Cadence Fest: Sunday-Tuesday, Jan. 20-22

A legendary jazz magazine is reborn in Portland.

TROMBONE BIGGIE: Cadence Fest performer Julian Priester (background, with Obo Addy) at Jimmy Mak's in 2006.

In 2011, Cadence—one of the premier magazines in the country covering jazz and other improvised music—found itself at a deadly confluence of two rapidly drying streams: print journalism and jazz. When Oregon-based jazz musician and Cadence contributor David Haney read that the New York-based quarterly, founded in 1976, would cease publication at year's end, he resolved to try to save it. Now the magazine's owner and coordinating editor, Haney has been so successful that the magazine not only survived, it's sponsoring festivals in several cities this year—the first occurring in Portland, Cadence's new home.

An accomplished musician with a background in publishing, Haney was certainly qualified to be the magazine's savior.

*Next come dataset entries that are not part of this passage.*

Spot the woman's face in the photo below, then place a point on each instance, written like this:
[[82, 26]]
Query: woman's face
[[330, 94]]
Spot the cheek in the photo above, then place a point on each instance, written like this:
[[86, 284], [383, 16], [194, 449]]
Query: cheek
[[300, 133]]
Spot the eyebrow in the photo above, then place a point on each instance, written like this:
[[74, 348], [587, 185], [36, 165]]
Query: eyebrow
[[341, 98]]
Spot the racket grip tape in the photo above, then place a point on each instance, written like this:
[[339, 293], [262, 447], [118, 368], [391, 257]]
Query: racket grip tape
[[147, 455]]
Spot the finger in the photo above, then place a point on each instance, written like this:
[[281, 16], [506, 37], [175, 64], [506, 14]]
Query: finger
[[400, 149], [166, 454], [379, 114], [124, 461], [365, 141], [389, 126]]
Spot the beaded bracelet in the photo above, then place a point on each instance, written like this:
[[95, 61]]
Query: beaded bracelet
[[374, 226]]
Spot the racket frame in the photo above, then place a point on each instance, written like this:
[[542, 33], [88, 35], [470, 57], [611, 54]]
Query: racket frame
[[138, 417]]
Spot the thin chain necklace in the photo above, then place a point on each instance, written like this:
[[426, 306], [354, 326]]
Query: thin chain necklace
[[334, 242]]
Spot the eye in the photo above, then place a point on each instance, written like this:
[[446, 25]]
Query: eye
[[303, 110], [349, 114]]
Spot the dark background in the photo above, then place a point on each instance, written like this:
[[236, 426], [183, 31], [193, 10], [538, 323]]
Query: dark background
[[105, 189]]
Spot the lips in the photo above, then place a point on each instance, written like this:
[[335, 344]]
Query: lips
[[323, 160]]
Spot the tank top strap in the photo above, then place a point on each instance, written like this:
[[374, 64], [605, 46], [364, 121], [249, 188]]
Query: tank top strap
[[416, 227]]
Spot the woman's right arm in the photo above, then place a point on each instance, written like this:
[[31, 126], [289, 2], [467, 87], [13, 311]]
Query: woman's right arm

His experience running the online publication the Liturgy Planner taught him that relying on print subscribers wouldn’t support Cadence. “Getting money from musicians isn’t the soundest business plan,” he says. 

Haney created a lower-cost, quarterly online edition, with a single annual printed version, available to paid subscribers, and boosted income by licensing the digital content to libraries and other institutions. After five issues—featuring contributions from a stable of writers scattered across the U.S., Europe and Japan—Haney says the magazine is on solid footing. 

To celebrate the magazine's rebirth and relocation, Haney conceived Cadence Fest, which will have similar incarnations later this year in New York and Philadelphia. Spanning improvisatory styles from Dixieland to avant-garde, it features Portland jazz vets like pianist Gordon Lee and saxophonists Rich Halley and Mary-Sue Tobin, plus national stars Bernard Purdie and Julian Priester, as well as Haney himself. It might turn into an annual event, and Haney is looking at creating a retail space in town. 

"Cadence's name has some power," he says. "It makes sense to use it to galvanize things here. We're always looking at what we can do that's good for the music, because that’s good for Cadence, too.” 

SEE IT: Cadence Fest is at Ivories Jazz Lounge and Restaurant, 1435 NW Flanders St., on Sunday-Tuesday, Jan. 20-22. See cadencejazzmagazine.com for a complete schedule.